Am Di., 11. Sep. 2018 um 16:30 Uhr schrieb Stefan Roese sr@denx.de:
On 11.09.2018 16:12, Daniel Schwierzeck wrote:
Am Mo., 10. Sep. 2018 um 07:34 Uhr schrieb Stefan Roese sr@denx.de:
Hi Daniel,
On 07.09.2018 19:02, Daniel Schwierzeck wrote:
Those functions are not needed during cache init and can be implemented in C. Only support the safe disabling of caches when this is required for booting an OS. Reenabling caches is much harder to implement if an optional coherency manager must be supported. As there is no real use-case anyway, dcache_enable is implemented with an error message.
Signed-off-by: Daniel Schwierzeck daniel.schwierzeck@gmail.com
Many thanks for working on this. I'll be doing some more test later this week using this series. One comment though directly:
A few weeks ago I wanted to enable the "cache" cmd (CMD_CACHE) on my MT7688 MIPS platform. Unfortunately some I-Cache functions are missing for this:
building ... cmd/built-in.o: In function `do_icache': cmd/cache.c:(.text.do_icache+0x48): undefined reference to `icache_disable' cmd/cache.c:(.text.do_icache+0x68): undefined reference to `icache_enable' cmd/cache.c:(.text.do_icache+0x88): undefined reference to `icache_status' Makefile:1350: recipe for target 'u-boot' failed
Would it be possible to add those functions as well to this series (or some follow-up patch)? Using the cache cmd can be quite helpful while testing / debugging.
The problem is that you can't independently disable I-Cache and D-Cache on MIPS.
Why is this the case? Can't the I-Cache be disabled at all? Or is it just not possible (or complex) while running with I-Cache enabled?
you can only configure the "Cache Coherency Algorithm" in Coprocessor 0 Config register. This setting affects I-Cache and D-Cache at once.

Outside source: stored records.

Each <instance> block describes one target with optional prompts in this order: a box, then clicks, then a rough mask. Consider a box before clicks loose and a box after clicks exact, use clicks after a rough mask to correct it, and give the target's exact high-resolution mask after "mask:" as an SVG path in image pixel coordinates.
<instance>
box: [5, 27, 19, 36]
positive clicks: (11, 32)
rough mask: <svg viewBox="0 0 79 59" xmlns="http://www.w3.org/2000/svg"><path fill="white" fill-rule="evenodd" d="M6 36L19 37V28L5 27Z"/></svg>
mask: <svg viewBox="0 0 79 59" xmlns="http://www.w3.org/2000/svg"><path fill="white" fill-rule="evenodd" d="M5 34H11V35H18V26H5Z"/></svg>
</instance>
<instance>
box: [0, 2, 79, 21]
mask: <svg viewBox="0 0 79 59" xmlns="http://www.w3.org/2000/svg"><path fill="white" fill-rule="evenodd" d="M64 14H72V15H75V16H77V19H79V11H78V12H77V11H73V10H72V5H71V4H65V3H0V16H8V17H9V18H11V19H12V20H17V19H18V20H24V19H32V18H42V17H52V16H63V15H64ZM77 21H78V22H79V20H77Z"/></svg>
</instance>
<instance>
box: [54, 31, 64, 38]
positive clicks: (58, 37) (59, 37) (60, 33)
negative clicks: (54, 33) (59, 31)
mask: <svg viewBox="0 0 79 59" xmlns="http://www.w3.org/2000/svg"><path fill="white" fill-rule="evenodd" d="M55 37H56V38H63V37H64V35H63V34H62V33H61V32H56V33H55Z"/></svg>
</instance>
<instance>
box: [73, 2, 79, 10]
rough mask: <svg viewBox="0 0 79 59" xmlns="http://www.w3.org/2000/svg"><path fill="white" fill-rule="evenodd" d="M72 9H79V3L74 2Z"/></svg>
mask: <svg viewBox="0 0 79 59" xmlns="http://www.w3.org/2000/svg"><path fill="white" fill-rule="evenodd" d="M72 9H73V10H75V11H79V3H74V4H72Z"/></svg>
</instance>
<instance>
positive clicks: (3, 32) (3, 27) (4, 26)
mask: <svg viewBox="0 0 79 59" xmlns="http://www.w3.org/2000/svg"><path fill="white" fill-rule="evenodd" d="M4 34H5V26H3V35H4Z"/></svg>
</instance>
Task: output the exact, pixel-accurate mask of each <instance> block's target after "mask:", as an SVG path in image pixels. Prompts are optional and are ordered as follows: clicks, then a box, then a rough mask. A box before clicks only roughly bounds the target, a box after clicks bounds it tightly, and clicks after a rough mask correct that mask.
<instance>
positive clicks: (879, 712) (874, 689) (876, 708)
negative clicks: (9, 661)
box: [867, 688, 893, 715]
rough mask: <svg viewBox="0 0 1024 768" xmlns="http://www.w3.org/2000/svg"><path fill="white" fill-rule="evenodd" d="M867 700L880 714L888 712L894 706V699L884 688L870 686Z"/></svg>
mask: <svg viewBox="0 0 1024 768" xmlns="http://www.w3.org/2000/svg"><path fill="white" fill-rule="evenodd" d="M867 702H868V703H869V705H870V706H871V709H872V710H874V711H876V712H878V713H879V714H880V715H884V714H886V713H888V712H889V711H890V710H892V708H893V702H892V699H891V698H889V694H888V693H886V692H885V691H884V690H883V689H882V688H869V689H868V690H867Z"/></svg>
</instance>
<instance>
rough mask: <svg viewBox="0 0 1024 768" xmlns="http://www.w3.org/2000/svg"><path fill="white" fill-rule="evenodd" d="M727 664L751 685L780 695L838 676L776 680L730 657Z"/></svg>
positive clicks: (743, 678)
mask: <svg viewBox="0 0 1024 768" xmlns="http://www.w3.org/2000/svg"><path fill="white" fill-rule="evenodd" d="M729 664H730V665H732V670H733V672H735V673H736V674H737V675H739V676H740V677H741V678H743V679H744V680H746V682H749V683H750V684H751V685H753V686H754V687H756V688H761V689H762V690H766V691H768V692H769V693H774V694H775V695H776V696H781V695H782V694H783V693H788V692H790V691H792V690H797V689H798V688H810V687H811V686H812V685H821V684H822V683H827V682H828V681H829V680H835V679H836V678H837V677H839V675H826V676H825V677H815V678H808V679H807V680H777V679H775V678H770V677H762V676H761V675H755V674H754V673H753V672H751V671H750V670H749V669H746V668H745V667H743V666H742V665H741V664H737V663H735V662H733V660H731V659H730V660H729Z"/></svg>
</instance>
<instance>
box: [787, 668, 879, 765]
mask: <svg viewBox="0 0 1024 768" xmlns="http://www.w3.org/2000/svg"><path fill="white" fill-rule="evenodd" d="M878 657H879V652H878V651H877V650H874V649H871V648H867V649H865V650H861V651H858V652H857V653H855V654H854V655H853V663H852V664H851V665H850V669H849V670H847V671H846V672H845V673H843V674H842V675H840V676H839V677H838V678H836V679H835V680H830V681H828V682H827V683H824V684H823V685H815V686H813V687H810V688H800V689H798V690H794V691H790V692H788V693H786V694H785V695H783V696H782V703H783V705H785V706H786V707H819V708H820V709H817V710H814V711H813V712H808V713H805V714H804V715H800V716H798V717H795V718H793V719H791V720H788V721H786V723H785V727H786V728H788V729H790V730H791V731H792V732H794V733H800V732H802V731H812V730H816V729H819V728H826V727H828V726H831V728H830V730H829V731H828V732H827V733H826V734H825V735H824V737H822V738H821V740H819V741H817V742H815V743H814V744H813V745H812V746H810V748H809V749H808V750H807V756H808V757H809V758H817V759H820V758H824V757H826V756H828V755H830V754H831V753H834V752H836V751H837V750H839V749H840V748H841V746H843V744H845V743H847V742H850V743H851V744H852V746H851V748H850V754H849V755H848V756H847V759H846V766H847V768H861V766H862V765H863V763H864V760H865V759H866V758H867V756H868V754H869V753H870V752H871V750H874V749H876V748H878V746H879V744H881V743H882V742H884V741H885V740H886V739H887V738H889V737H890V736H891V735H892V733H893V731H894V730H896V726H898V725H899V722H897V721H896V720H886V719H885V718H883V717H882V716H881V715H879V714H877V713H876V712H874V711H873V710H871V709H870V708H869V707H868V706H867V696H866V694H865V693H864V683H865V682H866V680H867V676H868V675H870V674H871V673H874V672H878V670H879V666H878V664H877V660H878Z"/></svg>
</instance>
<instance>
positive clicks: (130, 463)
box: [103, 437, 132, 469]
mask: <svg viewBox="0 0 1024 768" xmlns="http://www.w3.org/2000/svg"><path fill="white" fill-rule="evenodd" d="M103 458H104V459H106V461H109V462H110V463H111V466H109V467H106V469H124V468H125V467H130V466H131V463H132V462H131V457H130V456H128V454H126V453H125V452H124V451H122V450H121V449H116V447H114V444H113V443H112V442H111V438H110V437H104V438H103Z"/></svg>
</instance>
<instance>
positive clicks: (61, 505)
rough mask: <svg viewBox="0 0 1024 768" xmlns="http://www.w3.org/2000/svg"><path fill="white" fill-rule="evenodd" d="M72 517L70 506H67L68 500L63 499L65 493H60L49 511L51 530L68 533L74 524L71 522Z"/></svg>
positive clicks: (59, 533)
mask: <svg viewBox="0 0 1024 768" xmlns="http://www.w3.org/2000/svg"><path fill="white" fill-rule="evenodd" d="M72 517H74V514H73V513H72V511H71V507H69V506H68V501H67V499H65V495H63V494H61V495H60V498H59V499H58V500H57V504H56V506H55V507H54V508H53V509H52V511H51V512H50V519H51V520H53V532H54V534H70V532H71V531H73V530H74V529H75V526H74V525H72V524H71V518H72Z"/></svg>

Maybe a workaround for icache_[en|dis]able could be to shift the instruction pointer from KSEG0 to KSEG1. This is the same principle you had with ddr_calibrate() in your first iteration of MT76xx patch series.
I could add them as dummy functions or with the same implementation as dcache_*
That's perhaps a pragmatic work-around - if the I-Cache can't be disabled at all.